Dopo questo prologo fulmineo, capiamo subito che quello che sembrava essere il film della redenzione, in realtà altro non racconta che una definitiva discesa negli inferi; un percorso tortuoso ma rapidissimo che il regista scinde in due piani diversi e distinti: la festa della figlia di Milo e la rivalità con le nuove gang balcaniche che gli stanno sottraendo affari e potere. Alla fine, è impossibile capire quale delle due situazioni sia più insopportabile, opprimente e, innanzitutto, violenta.
La violenza è, infatti, l'oggetto privilegiato della poetica cinematografica di Nicolas Winding Refn ed è un tema che l'autore gestisce con una lucidità e una forza creativa davvero sconvolgenti. Nell'universo oscuro di Pusher non esistono vittime e carnefici, non è pensabile che le dinamiche narrative si dispieghino in una semplice caccia all'uomo o nel classico gioco d'inseguimenti tra gatto e topo, perché non ci sono gatti e non ci sono topi. Il mondo di Refn è un mondo di oppressi, un mondo di vittime per le quali non si può che provare un misto di ripugnanza e compassione.
L'incedere dei tre film è un crescendo continuo e inevitabile che procede parallelamente a una conoscenza sempre più profonda dei personaggi con i quali entriamo in contatto fino a raggiungere livelli di complessità coraggiosissimi, straordinari e inusitati. Così quello che può sembrare un semplice film di genere acquisisce un'universalità emotivamente dirompente e inarrestabile, cristallizzandosi in un modello di cinema spaventosamente rivoluzionario e attuale.
Di conseguenza, il paragone più sbagliato che si possa esporre è quello con gli stilemi tarantiniani. Non c'è spirito sardonico in "L'angelo della morte", non c'è l'estetizzazione brillante e cinefila di "
Pulp Fiction" o di "
Kill Bill". C'è solo tanto, disperato dolore.
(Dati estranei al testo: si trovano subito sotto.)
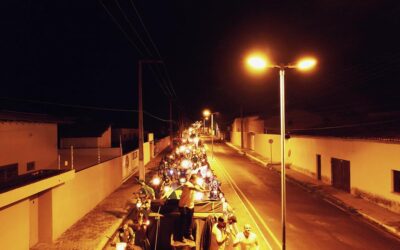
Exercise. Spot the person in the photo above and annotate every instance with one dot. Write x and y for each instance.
(186, 208)
(219, 235)
(247, 240)
(232, 222)
(147, 190)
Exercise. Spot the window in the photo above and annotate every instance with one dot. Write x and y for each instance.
(9, 171)
(396, 181)
(30, 166)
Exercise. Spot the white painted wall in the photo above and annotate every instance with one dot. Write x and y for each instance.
(22, 142)
(371, 162)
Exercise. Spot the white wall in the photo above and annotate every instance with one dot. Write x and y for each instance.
(14, 226)
(371, 162)
(25, 142)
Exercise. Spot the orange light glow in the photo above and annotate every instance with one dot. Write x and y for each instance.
(206, 113)
(256, 63)
(306, 64)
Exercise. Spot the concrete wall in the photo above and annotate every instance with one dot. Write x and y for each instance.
(105, 140)
(86, 157)
(73, 200)
(371, 162)
(26, 142)
(83, 142)
(14, 226)
(250, 124)
(45, 215)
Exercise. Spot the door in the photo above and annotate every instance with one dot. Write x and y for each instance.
(319, 167)
(341, 174)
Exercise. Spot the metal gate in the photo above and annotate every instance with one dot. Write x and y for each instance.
(341, 174)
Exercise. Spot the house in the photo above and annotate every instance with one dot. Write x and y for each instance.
(28, 142)
(361, 160)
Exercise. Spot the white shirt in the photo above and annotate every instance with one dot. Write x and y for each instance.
(217, 234)
(249, 243)
(187, 197)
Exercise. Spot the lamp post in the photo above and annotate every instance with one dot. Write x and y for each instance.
(140, 135)
(258, 63)
(206, 114)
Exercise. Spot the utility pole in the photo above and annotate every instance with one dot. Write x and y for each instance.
(171, 136)
(140, 135)
(140, 132)
(241, 127)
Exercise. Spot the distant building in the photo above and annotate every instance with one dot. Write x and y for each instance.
(85, 135)
(360, 156)
(28, 142)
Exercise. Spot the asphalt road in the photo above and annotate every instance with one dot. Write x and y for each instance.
(311, 222)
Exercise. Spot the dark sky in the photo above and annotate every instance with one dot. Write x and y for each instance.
(73, 53)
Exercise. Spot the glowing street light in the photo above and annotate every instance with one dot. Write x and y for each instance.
(206, 114)
(257, 63)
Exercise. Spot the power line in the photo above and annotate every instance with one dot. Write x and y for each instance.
(154, 46)
(88, 107)
(161, 83)
(121, 29)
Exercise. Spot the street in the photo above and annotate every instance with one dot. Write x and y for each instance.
(312, 223)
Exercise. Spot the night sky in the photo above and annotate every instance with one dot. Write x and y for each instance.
(71, 57)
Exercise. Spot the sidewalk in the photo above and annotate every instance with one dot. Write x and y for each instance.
(373, 213)
(93, 231)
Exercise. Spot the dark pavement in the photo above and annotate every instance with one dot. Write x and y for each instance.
(313, 222)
Un malessere profondo che coinvolge non soltanto il protagonista, ma tutti i personaggi e che, come i livelli narrativi, si riversa sia nel malessere psicologico della vita familiare di Milo che nella furia iraconda della sua logica criminale.
Anche qui non mancano forti appigli con la realtà, indagata con una freddezza agghiacciante che raggiunge il suo vertiginoso picco in un finale necessariamente al sangue che fa della rivalsa violenta un mezzo indispensabile per portare al culmine un'esperienza fisica quasi insostenibile che lo spettatore affronta sconcertato, in un distillato di purissimo cinema.
Il modo migliore per affrontare la trilogia "Pusher", infatti, è trangugiarla senza indugi, tutta d'un fiato, preferibilmente immersi nella tenebrosa solitudine di una gelida notte nordica.